Vehicle insurance is a voluntary and can be contracted individually or collectively, being renewed periodically. Besides indemnifying damanges to the insured vehicle within the national territory, insurance covers against accidents, theft, and damages to third parties.
Mandatory third-party vehicle insurance: The Mandatory Personal Accident Insurance, (Seguro Obligatorio de Accidentes Personales, SOAP), consists of a personal accident insurance coverage that must be contracted by the owner of any motorized vehicle, trailer or cargo with an insurance company. This insurance is intended to cover the risks of death and personal injury that are a direct consequence of accidents suffered by people in which the insured vehicle is involved. (Source: Mapfre 2017)
A connected car fleet can generate ten times the income as a non-connected car fleet, according to 76% of the auto industry executives surveyed by Chile's national automotive association (Anac). In the same survey, 82% fully or partially agree that vehicles need to have their own operating system.
While Chile was the first Latin American country to adopt the Euro-5 emission standard, the Environment Ministry is working toward the implementation of the new Euro 6 standard for both diesel and gasoline vehicles entering the country. The ministry intends to publish this new standard by September 2019, so that it becomes effective by September 2020.
Chile also has its Green Tax law and fuel economy label scheme. Regarding the former, the ministry is drafting a proposal which updates the law, applying it to light and medium vehicles.
Due to the advanced technological developments, a small fraction of the car brands in the country could face complications. However, most brands will be able to comply to the law, according to automotive trade chamber (Cavem) president Carlos Dumay.
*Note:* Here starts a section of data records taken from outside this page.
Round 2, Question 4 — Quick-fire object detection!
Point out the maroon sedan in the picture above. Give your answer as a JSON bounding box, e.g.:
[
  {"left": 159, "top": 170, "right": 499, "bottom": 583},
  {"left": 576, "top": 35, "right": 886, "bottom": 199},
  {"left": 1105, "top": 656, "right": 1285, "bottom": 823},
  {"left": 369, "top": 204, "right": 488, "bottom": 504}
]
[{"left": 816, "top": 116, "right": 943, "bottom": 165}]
Meanwhile, energy & transportation ministry, the telecommunications ministry, and the environment ministry have come together to develop the country's National Electromobility Strategy.
This initiative aims to ensure that 40% of private vehicles and 100% of public transportation vehicles are electric by 2050. It also seeks to reduce energy demand by 20%, as well as mitigate greenhouse gases.
In July 2018, Chile commissioned Chinese EV manufacturer BYD to provide 100 K9FE fully-electric buses for the country, the largest order of its kind in the Americas. The vehicles will carry the latest technology in BYD batteries, and will be operating thoughout the country by the end of November 2019. The operation is also being supported by international energy distributor Enel.
The incorporation of e-buses makes Chile one of the pioneers of urban electric mobility in Latin America, serving as a model for other markets.
Safety standards are evolving. In more and more Latin American countries, large companies are moving away from cheap models with little safety equipment and are now preferring international safety standards for their whole fleets (including ABS, airbags, seatbelts for all seats).
It's early days for carsharing on most of the Latin American continent but interest is growing, helped by traffic congestion and rising environmental awareness in large cities.